Project/Area Number |
03454509
|
Research Category |
Grant-in-Aid for General Scientific Research (B)
|
Allocation Type | Single-year Grants |
Research Field |
Nursing
|
Research Institution | Tokyo Metropolitan Institute of Gerontology |
Principal Investigator |
SHICHITA Keiko Tokyo Metropolitan Inst. of Gerontology, Depertment of Nursing, 看護学部門, 室長 (80072990)
|
Co-Investigator(Kenkyū-buntansha) |
YABE Hiroko Tokyo Women's Medical College Junior College of Nursing, Lecturer, 看護短期大学, 講師 (60220216)
MAKITA Fuki Tokyo Metropolitan Inst. of Gerontology, Depertment of Nursing, Research Scienti, 看護学部門, 研究員 (90219303)
|
Project Period (FY) |
1991 – 1993
|
Project Status |
Completed (Fiscal Year 1993)
|
Budget Amount *help |
¥3,400,000 (Direct Cost: ¥3,400,000)
Fiscal Year 1993: ¥800,000 (Direct Cost: ¥800,000)
Fiscal Year 1992: ¥1,300,000 (Direct Cost: ¥1,300,000)

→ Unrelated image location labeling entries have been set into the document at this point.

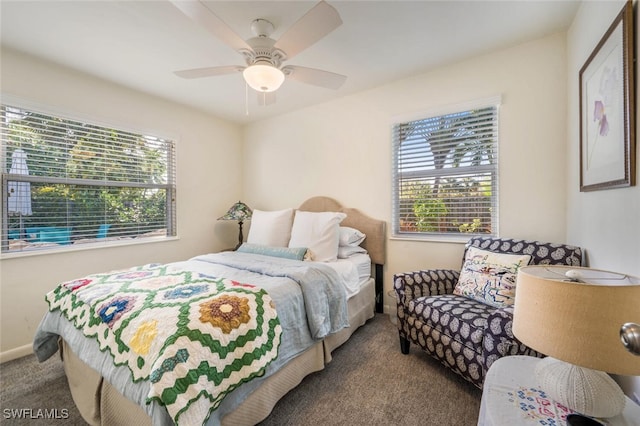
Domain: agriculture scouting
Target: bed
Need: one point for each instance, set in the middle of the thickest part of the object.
(106, 395)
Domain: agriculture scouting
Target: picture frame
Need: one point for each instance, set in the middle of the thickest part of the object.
(607, 128)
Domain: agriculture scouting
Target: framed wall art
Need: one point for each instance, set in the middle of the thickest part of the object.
(607, 129)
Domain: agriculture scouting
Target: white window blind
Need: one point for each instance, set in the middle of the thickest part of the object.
(67, 183)
(445, 174)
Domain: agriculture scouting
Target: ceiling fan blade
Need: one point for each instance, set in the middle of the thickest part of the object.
(209, 71)
(266, 98)
(314, 76)
(314, 25)
(201, 14)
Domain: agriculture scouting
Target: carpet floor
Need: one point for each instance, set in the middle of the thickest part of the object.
(369, 382)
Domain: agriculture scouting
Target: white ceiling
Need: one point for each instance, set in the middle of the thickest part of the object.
(140, 43)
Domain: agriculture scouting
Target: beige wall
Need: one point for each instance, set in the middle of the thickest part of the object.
(209, 155)
(606, 223)
(342, 148)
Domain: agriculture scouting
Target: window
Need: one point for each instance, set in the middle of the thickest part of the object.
(445, 178)
(66, 183)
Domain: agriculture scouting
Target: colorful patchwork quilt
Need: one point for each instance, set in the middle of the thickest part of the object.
(195, 338)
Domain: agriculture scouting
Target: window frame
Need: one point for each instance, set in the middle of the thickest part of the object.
(170, 187)
(492, 169)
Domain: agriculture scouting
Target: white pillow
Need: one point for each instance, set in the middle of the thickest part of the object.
(350, 236)
(271, 228)
(319, 232)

Fiscal Year 1991: ¥1,300,000 (Direct Cost: ¥1,300,000)
|
Keywords | Dementia / Assessment / Health conditions / Subjective symptoms / Objective symptoms / Physical symptoms / Mental symptoms / 評価法 / 健康状態変化 / 生活変化 / ケア / 問題行動 |
Research Abstract |
The purpose of the present study was to seek early manifestations which were relevant to adequate nursing care. A nurse has to detect, interpret and respond to physical abnormalities without delay. Expereienced nurses usually respond to new events inconsciously. We therefore attempted to collect and analyze ways of identification and interpretation of changes in health conditions of old persons with dementia, reported by nurses and also to identify clinical items which require nurse's attention and action. 1) We reviewed nursing records of hospitalized patients in a geriatric hospital listing mental and physical symptoms and nurse's reactions to them. 2) We held workshops on nurse's interpretation of symptomatology and their responses. 3) We compared confirmed diagnosis and initial manifestations and complaints of elders with dementia at the admission from medecal records of hospitalized patients. Deterioration of health was manifested by general symptoms such as facial out-look, frequencies of conversations, the level of consciousness, daily activities, changes in general conditions. It manifested as changes in daily life such as apathy, decrease in conversation and lack of movement rather than somatic abnormalities. Initial symptoms at the admission included objective symptoms such as difficulty in walking, bloody stool or genital excreta, fever, stridor, chocolate-colored stool, fall and breathlessness, rather than subjective complaints, probably because of difficulty in accurate communications on symptoms. Family tended yo hesitate and postpone medical consultations until further worsening of objective symptomatology. We conclude that patients with dementia scarcely complain subjective symptoms and a nurse or caregiver must always make careful observations on objective symptoms, general features and changes in daily life of the elders with dementia and try to make their assessment for proper nursing.